Diese Gefahr ahnen wohl die wenigsten Menschen; sie bereiten ihre Speisen sorglos in dem Töpfergeschirr und bewahren sie auch oft Tage darin auf. Wir halten es daher für unsere Pflicht, hierauf aufmerksam zu machen, und wollen nicht versäumen, wenigstens anzudeuten, auf welche Weise man einen nachtheiligen Bleiglanz im Geschirr leicht entdecken kann; und jedes neu eingekaufte glasirte Geschirr, auch das emaillirte Eisengeschirr sollte vor dem Gebrauche auf diese Weise geprüft werden. Man füllt das Gefäß mit Essig an, den man vorher mit der 6–12fachen Menge Wasser vermischt hat, setzt zugleich etwas Salz zu, erhitzt es zum Kochen, läßt die Flüssigkeit in kleineren Gefäßen eine halbe, in größeren eine ganze, in sehr großen mehrere Stunden lang kochen, und in dem Topfe erkalten. Hierauf schickt man eine Probe derselben in die Apotheke oder zu einem Chemiker mit dem Bemerken, derselbe möge etwas Schwefelwasserstoffwasser dazu setzen; oder will man den Versuch selbst anstellen, so bewahrt man ein faules Ei in einem gut schließenden, im Dunkeln stehenden Glase (einer gewöhnlichen Arzneiflasche) auf, und setzt von diesem etwas zu der Flüssigkeit. Färbt sich dieselbe nach Zusatz von Schwefelwasserstoffwasser oder faulem Ei (die faulen Eier verdanken einem Gehalte an Schwefelwasserstoff ihren übeln Geruch) braun oder bilden sich schwarze Flocken darin, so ist der untrügliche Beweis geliefert, daß sich Blei aus der Glasur des Geschirres darin aufgelöst hat, indem die dunkle Färbung oder Bildung von schwarzen Flocken, von Schwefelblei abhängt, das nach Zusatz von Schwefelwasserstoff entsteht. Das Geschirr ist dann verwerflich. Bei gutem Geschirr bleibt dagegen die Probeflüssigkeit klar und farblos. Jedenfalls ist die schon in vielen Familien eingeführte Sitte, die neuen Kochgeschirre, bevor man sie benutzt, erst ein oder mehrere Male mit Wasser auszukochen, dem man etwas Essig und Salz zugesetzt hat, der allgemeinsten Nachahmung dringend zu empfehlen.

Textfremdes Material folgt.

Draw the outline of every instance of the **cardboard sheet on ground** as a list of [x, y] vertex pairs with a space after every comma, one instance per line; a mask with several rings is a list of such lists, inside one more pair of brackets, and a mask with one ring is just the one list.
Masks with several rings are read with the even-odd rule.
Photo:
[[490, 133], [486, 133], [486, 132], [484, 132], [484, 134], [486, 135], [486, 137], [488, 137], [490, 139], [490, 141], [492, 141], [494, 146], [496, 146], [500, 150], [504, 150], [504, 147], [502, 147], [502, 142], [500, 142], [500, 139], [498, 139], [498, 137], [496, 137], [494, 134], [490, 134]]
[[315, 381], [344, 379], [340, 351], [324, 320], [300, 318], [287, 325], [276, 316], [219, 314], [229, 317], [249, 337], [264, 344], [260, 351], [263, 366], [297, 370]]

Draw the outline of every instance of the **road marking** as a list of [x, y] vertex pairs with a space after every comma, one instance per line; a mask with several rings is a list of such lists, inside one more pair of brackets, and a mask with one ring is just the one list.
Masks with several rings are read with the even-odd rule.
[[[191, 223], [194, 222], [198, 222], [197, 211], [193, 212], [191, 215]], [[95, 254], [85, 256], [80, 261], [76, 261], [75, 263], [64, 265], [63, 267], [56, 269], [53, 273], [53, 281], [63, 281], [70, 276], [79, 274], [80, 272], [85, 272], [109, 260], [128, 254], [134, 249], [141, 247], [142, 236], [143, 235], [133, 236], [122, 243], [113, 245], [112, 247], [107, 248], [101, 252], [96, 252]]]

Immerhin ist die bleihaltige Glasur ein großer Uebelstand und kann unter Umständen, auch wenn sie gut gebrannt war, allmälig an die Speisen übergehen und schädlich wirken. Das Beste wäre daher, wenn endlich einmal ein Töpfergeschirr mit bleifreier Glasur gebrannt würde, was keine Unmöglichkeit ist. Allerdings ließe es sich dann wohl kaum für einen so billigen Preis darstellen, allein im Vergleiche zu dem hohen Werthe der Gesundheit, die unnöthiger Weise gefährdet wird, wäre eine geringe Preiserhöhung, aber bleifreies, unter jeder Bedingung unschädliches Geschirr, gewiss kein unvortheilhafter Tausch und ein Opfer, welches wohl alle vernünftigen Menschen sich selbst und den Ihrigen gerne bringen würden.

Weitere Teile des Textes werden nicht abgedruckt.